Research ethics in education

Ross Woods, 2018

Based on: Dooly, M., Moore, E., & Vallejo, C. (2017). Research ethics. In E. Moore & M. Dooly (Eds), Qualitative approaches to research on plurilingual education (pp. 351-362). Research-publishing.net. https://doi. org/10.14705/rpnet.2017.emmd2016.634

  1. Do no harm. Could it harm anybody? Could any ill effects be minimized?
  2. Who has the right to be fully informed of the research? E.g. reviewers, ethical board members, and participants, participants parents and guardians?
  3. What information do they need? E.g.
    1. Purpose
    2. Scope
    3. Approach/method
    4. How the data will be collected and processed
    5. Contact details of researchers for any complaints or questions
    6. Anticipated risks
    7. Whether subjects will be compensated in any way
    8. How data will be made anonymous. E.g. removing the names of individuals and institutions, blurring faces in videos and images, deleting information that could be used to recognize subjects such as locations, names of cities, etc.
    9. How results will be used. E.g. academic publications, dissertations, conferences, teaching materials, policy documents.
  4. Get written, prior, informed consent from all involved parties in the research prior to implementing the research project.
  5. Subjects may opt out of the research at any stage.
    1. If opting out means that individuals would be unable to take part in educational activities, they could participate in the research but, if possible, no data will be collected.
    2. When filming whole groups, researchers will either avoid close-ups of subjects who have opted out, or delete those data.
  6. Ensure confidentiality of all research subjects, including sensitive data relating to race, ethnicity, religion, politics, health, or sexual orientation.
  7. Only authorized members of the immediate research team will have access to personal and raw data. Researchers should manage personal data to eliminate unauthorized access or use.
  8. Personal data will only be gathered and used for the study and no other purpose. No other personal data will be gathered.
  9. In international collaborations, the researchers should comply as closely as possible with the Ethics Statements of all the countries involved. The collaborating researcher in each country is responsible for complying with ethical standards for collecting and handling data in their country.

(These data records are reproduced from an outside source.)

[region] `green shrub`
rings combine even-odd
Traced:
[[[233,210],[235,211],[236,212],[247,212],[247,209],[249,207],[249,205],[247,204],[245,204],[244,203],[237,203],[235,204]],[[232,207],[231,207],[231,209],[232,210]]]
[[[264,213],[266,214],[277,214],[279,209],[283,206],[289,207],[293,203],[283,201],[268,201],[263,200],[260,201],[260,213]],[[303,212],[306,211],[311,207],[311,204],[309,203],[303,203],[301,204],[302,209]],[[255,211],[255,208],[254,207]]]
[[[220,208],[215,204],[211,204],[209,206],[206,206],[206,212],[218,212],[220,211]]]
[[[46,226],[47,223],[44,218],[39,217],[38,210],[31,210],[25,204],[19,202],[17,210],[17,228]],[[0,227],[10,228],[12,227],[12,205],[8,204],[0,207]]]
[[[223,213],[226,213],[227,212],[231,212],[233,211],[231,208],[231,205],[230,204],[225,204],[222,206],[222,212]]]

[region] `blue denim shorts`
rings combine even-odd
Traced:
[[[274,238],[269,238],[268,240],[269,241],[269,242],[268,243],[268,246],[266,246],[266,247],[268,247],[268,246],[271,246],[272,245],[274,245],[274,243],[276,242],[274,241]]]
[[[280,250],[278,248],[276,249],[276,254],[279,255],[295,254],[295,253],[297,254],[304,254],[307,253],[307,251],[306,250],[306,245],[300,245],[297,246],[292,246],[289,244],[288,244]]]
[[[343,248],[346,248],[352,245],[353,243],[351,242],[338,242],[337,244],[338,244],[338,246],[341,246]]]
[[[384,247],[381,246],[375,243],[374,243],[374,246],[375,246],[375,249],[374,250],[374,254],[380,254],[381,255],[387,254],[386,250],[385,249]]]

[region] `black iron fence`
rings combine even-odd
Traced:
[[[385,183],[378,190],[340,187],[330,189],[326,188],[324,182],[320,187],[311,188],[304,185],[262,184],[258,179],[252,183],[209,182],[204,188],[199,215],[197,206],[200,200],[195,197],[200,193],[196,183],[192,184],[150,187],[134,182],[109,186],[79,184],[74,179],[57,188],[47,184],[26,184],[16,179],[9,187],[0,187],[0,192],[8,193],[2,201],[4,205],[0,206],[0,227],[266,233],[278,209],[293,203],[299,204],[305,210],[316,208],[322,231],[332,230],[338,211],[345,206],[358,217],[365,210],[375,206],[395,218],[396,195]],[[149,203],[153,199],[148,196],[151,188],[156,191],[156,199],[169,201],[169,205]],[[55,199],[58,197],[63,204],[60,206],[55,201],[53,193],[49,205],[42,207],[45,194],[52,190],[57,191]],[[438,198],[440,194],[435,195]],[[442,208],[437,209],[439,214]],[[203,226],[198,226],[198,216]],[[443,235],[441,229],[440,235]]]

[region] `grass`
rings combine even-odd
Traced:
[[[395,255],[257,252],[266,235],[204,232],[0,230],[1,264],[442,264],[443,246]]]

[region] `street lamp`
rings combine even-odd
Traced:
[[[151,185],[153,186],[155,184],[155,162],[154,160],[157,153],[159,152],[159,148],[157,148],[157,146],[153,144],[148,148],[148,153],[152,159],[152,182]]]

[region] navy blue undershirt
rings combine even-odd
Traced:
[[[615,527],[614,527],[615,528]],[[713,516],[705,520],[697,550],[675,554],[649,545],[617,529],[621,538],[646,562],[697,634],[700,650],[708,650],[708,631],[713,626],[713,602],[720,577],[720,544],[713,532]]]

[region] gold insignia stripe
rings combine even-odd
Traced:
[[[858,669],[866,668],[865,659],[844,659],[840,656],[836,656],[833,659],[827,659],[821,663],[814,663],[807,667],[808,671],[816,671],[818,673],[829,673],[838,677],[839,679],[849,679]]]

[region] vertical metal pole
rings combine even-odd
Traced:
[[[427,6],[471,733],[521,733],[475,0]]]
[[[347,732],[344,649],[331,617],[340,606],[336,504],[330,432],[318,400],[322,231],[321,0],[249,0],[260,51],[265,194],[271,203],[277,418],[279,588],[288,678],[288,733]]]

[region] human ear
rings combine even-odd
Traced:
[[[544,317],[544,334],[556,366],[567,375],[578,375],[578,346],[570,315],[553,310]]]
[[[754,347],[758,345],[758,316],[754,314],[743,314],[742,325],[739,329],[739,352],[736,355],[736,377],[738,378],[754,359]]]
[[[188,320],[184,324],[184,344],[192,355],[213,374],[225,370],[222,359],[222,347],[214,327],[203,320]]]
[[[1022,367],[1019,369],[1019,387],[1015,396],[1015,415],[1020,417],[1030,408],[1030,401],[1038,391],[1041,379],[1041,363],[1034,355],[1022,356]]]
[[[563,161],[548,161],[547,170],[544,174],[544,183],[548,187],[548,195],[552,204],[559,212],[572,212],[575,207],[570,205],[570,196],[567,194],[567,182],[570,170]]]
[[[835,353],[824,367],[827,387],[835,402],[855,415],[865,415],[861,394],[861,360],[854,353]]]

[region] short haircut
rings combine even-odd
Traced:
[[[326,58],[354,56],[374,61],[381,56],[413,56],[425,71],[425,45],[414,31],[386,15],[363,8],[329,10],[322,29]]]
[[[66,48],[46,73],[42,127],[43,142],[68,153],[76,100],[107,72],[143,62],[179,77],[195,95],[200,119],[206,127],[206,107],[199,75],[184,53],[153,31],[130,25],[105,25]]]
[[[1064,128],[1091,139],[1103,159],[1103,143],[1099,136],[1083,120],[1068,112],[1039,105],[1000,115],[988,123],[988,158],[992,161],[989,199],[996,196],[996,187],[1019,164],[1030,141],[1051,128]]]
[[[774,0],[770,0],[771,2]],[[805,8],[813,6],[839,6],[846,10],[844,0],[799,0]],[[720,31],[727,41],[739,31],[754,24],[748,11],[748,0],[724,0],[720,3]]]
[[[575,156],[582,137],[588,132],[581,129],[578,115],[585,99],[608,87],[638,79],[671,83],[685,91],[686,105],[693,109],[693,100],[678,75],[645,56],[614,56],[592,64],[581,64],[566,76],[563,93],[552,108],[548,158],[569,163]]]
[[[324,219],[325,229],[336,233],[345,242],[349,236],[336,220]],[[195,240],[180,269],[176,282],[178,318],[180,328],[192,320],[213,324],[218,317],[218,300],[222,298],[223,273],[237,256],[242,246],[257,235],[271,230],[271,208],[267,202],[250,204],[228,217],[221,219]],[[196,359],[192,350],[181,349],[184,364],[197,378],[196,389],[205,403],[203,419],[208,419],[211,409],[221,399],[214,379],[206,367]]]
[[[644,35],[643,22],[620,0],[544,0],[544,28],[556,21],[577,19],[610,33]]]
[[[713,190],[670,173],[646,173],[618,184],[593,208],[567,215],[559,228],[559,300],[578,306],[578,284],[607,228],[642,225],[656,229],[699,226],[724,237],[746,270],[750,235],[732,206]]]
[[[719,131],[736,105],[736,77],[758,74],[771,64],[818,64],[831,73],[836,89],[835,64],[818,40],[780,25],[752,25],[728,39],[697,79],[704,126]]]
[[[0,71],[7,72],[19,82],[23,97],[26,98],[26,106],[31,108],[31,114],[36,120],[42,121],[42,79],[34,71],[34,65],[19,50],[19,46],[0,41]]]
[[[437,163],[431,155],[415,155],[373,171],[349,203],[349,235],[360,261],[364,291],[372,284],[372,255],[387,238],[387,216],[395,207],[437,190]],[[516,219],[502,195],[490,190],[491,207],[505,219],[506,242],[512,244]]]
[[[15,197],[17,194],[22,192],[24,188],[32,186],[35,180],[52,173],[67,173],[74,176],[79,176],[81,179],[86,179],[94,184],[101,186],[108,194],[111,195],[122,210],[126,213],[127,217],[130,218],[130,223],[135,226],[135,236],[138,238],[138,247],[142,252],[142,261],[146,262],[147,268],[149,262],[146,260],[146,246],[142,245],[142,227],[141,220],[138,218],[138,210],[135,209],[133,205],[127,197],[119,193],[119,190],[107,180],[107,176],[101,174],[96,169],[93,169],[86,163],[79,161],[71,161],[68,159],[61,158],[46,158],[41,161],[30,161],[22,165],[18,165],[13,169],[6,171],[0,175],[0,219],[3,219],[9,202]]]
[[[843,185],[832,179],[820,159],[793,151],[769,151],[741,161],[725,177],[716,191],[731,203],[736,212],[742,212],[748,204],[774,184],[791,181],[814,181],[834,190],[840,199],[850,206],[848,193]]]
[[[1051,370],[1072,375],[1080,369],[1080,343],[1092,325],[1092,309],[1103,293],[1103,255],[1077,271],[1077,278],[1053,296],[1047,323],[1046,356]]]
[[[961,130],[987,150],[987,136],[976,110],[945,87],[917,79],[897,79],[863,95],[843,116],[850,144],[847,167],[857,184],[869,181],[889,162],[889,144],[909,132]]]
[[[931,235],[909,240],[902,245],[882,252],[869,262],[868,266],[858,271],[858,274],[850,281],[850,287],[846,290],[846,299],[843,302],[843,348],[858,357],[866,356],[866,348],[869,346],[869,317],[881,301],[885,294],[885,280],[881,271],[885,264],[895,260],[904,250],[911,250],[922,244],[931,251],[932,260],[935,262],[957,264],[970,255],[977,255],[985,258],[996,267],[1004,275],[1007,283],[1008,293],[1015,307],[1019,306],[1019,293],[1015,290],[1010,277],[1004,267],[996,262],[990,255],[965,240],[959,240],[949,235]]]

If data is lawfully gathered in one country, that country might disallow its use for publication in collaboration with researchers in other countries with different laws.
  10. Online and telecollaborative data often crosses national, cultural, geopolitical boundaries and creates legal problems:
    1. Different countries have different laws about online data. For example, is data located at the publisher, the server, or the respondent? Who actually owns it? What are the standards for cyber security?
    2. In ‘virtual ethnography’, researchers might not be able to get explicit individual consent to gather data. Legal rights to the data are unclear if the community is not ‘public’. What about social networks that claim to own all data posted on their websites as a condition of participation?
    3. Which colleagues or insitutions own the research? Who needs to give permission for publications? Who needs to be listed as lead authors and co-authors in publications?
  11. Perhaps more questionable:
    1. Should participants or schools be entitled to view all research data before data processing begins?
    2. Should researchers be required to destroy or delete the data if the school or informant considers the data objectionable and presents a justifiable argument? Who decides whether an argument is justifiable?